И надо же случиться такому несообразию: я накинул плед поверх фуфайки этакой тогой, поленившись влезать в рукава пальто, прямо в домашних туфлях вышел в хрусткий иней и побрел, сминая промерзшую траву, инспектировать звезды небесные, звездознавец сыскался. По близорукости ли своей отыскал я лишь одну звезду в черной бездне? Бледную, неподвижную. Должно быть, из тех, далеких, мертвых, от которых остался лишь последний выплеск света, последний выдох, последний выкрик. Я вспомнил, вдруг вспомнил, что видел ее однажды много лет назад – у себя под ногами, сквозь темную воду.
Был я хилым и болезненным новоарбатским инфантом, и возили меня на синей «Победе» гулять в Краснопресненский парк, что ни день. Не в тот, ближний к дому, квелый, в особенности ранними веснами, окруженный скучными домами сквер в низинке с, не вспомню уж каким, то ли бронзовым, то ли каменным, Павликом Морозовым, а довольно далеко от дома, по Краснопресненской набережной. Почему туда? Матушке так нравилось. Матушка была никому не нужным специалистом по садово-парковому искусству, а потому не работала, жила при муже, отчиме моем, главе отдела внешних связей некоего министерства, и занималась мною, инфантом. Матушка именовала излюбленный ею Краснопресненский парк усадьбой «Студенец» и утверждала, что принадлежало имение князьям Гагариным…

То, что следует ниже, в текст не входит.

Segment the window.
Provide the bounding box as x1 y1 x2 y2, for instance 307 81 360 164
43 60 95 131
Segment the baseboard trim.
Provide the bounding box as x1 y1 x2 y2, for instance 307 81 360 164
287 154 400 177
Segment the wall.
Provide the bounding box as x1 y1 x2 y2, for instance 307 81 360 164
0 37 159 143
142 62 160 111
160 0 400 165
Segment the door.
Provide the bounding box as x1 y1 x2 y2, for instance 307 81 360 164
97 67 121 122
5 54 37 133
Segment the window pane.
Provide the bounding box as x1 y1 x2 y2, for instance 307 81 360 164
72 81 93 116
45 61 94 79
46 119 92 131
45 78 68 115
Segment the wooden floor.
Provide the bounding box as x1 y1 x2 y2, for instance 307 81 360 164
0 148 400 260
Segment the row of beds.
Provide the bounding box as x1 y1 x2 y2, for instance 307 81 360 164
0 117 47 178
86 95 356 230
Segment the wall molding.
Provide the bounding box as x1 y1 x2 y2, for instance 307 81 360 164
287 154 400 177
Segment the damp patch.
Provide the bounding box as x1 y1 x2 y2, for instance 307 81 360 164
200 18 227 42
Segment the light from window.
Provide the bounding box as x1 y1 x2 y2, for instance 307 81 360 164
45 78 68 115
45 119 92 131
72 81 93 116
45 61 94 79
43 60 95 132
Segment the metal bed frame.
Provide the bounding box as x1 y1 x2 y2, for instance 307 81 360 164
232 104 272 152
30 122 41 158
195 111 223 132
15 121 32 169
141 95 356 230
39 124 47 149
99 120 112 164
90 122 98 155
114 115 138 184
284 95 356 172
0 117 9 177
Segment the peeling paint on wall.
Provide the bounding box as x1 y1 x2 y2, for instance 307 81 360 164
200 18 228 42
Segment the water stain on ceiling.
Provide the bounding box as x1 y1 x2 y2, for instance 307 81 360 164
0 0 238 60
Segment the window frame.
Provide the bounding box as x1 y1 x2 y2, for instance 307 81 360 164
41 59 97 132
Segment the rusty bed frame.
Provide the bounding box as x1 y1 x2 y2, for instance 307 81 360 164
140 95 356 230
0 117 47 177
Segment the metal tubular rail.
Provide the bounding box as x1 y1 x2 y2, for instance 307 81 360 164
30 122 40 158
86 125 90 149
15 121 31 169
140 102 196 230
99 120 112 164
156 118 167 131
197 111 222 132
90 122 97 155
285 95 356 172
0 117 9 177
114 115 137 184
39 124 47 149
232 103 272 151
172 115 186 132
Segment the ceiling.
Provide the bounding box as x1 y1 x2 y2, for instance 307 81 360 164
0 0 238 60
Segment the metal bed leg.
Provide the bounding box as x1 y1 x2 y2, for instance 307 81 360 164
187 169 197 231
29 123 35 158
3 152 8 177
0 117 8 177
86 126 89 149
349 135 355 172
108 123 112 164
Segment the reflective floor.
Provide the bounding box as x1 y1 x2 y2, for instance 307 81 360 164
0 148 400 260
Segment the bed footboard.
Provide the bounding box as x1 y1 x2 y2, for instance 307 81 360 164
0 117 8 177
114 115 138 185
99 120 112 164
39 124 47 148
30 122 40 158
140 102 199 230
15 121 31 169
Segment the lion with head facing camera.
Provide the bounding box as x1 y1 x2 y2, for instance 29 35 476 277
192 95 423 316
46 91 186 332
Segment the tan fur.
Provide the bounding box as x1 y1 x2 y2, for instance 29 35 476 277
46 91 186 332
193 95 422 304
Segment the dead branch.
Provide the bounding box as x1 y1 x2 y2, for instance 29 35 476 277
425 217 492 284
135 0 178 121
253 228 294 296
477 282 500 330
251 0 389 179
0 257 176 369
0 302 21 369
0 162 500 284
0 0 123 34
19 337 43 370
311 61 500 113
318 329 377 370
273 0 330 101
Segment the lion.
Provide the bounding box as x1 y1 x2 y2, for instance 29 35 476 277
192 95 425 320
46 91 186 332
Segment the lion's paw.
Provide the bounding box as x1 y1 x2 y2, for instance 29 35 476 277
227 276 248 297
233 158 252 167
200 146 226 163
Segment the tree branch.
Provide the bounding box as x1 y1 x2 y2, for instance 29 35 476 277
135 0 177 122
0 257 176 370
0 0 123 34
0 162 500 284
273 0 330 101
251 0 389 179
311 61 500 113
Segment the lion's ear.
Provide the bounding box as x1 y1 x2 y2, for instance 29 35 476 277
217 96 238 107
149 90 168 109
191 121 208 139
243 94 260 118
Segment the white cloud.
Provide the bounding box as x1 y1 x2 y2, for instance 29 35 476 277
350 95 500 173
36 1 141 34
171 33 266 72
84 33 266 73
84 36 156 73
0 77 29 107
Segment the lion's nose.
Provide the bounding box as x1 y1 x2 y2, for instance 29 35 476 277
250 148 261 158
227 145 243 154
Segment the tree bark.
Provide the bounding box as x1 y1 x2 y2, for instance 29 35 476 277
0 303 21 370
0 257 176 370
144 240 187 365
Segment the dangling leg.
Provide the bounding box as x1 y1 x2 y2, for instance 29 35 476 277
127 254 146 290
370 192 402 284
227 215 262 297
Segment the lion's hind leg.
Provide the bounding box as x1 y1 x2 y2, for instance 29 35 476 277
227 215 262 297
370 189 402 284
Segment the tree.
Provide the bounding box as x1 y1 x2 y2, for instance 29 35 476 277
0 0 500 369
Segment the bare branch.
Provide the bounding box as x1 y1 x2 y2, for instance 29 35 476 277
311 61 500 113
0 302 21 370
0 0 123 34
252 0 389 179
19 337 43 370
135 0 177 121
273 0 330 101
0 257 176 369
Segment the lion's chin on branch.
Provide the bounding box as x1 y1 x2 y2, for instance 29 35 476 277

Я вспомнил, вдруг вспомнил, что однажды кто-то, кто-то из праведных наших комсомолочек, в осуждение назвал белоручкой, князем Гагариным, Юрия, бегущего общественной работы в пору осознания им своей влюбленности. Его, Юрия Алексеевича, на первом курсе какое-то время дразнили Гагариным, имея в виду, несложно догадаться, первого в мире космонавта, а не князя какого-то там. Но! Князь Гагарин-Мареев! Но ведь красиво! Помню, он удивленно так посмотрел тогда на прилизанную на пробор, с обкусанными губами (от собственной досадной женской невостребованности) комсомолочку из отживающей на излете семидесятых годов породы «боевитых». Однако удивление его было особое: будто удивился он догадливости невзрачной девицы. И промолчал, не стал оправдываться. И победил по обыкновению – отстала девица, оробев от собственной непревзойденной дерзости…
Дался же мне Юра Мареев! Речь вовсе и не о нем. Речь я веду о бледной звезде, открывшейся мне, пятилетнему, в подземной заводи. И не думаю, до сих пор не думаю, что видел я утопшую звезду во сне, в первом наплыве подступающей болезни, по-дурному разомлев на скамеечке у пруда.
Не помню сейчас, но предполагаю (если, конечно же, не сон то был, не бредовое видение), что кружил я по парку, уж давно исхоженному, изученному мною вдоль и поперек, до последней дорожки, до последнего замшелого пенька, до последних «черт и рез» на скамейках. Кружил я в окрестностях пруда в поисках улиток, так уж пожелалось отчего-то, и, забредши в высокий кустарник, оказался, внезапно съехав по скользкой траве, в неглубоком провале – просела почва меж корней. Сбоку обсыпалось, и обнажились кирпичи старой кладки стеночкой, а в стеночке пролом. Не усомнившись, протиснулся, ухнул неглубоко вниз, а там – черная стоячая вода. В воде – она, бледно светится, звезда моя неживая. Я напуган был – небо под ногами и, сам не свой, уж как-то там, без памяти, выбрался.